A Note about Freeware - e1ven
http://www.arachnoid.com/freeware/index.html

======
GrandMasterBirt
I like this post. It is exactly right. This is sort-of like... Red Hat vs Cent
OS. Cent OS is essentially the freeware version of red hat. Yes yes OSS bla
bla bla. However, why are companies not pursuing cent? its free. Hell its
orders of magnitude cheaper than RH.

The answer is "freeware". Cent is freeware. When you need THEIR support, its
freeware. When you want a feature, its freeware. When you want someone to
spend an hour looking through forums and give you an answer to your problem,
its freeware. So many large companies see the value of getting Red Hat.

In the end freeware works just as well as OSS, adware, etc. Its just a
different business model. In many cases it makes sense, in many its useless.

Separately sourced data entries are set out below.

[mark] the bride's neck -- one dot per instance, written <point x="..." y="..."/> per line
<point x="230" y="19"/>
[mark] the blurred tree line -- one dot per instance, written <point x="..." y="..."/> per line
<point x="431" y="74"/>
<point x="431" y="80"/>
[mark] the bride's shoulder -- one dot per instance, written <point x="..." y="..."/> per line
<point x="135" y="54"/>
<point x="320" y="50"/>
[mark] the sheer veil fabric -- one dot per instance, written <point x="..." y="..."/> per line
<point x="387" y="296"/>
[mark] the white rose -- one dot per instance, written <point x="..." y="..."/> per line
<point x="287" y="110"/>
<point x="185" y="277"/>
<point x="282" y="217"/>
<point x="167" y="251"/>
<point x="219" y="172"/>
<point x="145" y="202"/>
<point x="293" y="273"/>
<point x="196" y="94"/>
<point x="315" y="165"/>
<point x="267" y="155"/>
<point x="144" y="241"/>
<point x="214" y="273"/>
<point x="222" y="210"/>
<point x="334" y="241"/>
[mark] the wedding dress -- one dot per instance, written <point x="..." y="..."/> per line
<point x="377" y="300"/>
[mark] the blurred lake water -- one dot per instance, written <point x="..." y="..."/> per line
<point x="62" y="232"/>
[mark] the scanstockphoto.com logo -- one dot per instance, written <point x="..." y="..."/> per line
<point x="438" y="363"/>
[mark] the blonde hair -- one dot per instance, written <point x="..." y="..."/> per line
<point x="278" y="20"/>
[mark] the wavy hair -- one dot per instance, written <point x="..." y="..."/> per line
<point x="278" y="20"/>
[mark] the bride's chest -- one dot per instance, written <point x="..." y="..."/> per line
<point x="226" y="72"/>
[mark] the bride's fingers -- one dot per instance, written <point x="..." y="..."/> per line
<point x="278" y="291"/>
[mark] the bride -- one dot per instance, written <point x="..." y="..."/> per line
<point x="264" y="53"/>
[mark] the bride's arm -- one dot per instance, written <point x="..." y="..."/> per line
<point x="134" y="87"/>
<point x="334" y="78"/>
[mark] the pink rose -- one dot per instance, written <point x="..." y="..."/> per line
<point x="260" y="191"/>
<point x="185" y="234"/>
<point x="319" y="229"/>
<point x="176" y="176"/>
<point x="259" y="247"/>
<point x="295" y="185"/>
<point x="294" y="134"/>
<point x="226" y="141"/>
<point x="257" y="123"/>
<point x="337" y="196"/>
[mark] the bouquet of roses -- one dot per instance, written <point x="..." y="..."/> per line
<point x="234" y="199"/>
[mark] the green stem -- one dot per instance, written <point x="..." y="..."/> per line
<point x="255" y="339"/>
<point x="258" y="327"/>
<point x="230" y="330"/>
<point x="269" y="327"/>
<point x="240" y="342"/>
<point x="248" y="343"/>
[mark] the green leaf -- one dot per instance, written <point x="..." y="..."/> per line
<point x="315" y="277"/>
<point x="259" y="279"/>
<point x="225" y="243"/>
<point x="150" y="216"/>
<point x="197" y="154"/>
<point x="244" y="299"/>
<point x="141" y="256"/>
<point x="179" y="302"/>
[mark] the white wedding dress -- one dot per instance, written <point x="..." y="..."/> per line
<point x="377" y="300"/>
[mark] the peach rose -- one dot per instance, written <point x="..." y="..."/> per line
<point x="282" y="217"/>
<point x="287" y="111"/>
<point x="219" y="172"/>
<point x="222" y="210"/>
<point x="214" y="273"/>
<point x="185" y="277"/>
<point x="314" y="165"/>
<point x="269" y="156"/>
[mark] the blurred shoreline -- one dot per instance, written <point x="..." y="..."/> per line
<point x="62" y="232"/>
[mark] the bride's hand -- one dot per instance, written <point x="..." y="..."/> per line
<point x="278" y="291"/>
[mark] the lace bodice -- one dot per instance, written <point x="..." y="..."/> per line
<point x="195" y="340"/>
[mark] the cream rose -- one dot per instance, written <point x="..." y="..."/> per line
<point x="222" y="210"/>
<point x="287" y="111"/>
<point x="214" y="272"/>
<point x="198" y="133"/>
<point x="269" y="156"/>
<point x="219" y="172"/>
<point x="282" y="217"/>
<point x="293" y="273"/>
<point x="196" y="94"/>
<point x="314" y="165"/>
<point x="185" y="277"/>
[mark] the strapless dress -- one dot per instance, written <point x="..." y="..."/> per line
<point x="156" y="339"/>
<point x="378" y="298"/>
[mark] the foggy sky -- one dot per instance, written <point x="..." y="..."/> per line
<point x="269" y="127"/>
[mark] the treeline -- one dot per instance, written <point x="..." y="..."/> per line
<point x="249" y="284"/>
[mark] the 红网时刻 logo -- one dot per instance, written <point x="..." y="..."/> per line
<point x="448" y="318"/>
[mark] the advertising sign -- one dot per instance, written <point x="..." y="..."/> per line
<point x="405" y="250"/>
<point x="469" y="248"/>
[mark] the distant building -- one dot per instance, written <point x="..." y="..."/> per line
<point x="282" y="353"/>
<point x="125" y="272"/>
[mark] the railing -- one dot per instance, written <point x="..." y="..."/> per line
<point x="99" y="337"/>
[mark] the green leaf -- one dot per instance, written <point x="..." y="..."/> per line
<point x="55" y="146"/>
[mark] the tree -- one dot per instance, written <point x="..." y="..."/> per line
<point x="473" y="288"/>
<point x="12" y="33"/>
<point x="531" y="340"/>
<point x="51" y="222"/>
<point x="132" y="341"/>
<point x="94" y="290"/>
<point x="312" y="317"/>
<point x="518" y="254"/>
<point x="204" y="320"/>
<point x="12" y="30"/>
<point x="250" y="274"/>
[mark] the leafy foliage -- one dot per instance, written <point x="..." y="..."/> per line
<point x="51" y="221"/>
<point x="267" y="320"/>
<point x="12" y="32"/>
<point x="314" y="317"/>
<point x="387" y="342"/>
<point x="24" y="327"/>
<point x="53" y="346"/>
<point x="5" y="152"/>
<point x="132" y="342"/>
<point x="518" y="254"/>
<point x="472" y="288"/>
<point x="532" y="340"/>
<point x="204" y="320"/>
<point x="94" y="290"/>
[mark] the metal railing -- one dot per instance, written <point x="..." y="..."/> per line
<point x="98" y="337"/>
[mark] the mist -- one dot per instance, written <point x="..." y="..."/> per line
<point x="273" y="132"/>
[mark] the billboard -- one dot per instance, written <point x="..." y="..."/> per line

Heres an interesting one though. It strikes me by surprise. League of Legends
uses a freemium business model. You play the game, earn IP to buy
characters/runes. You can pay money to buy the characters faster. You can pay
money to buy skins, which offer NO ADVANTAGE. So basically there is zero
crippled functionality when not paying them, However they will plow through
your money much faster than WoW ever would if you want to keep up with their
very fast release of characters (1-2 per month) especially if you are a casual
gamer. What would you call this model??? Is it still freemium? Maybe careware?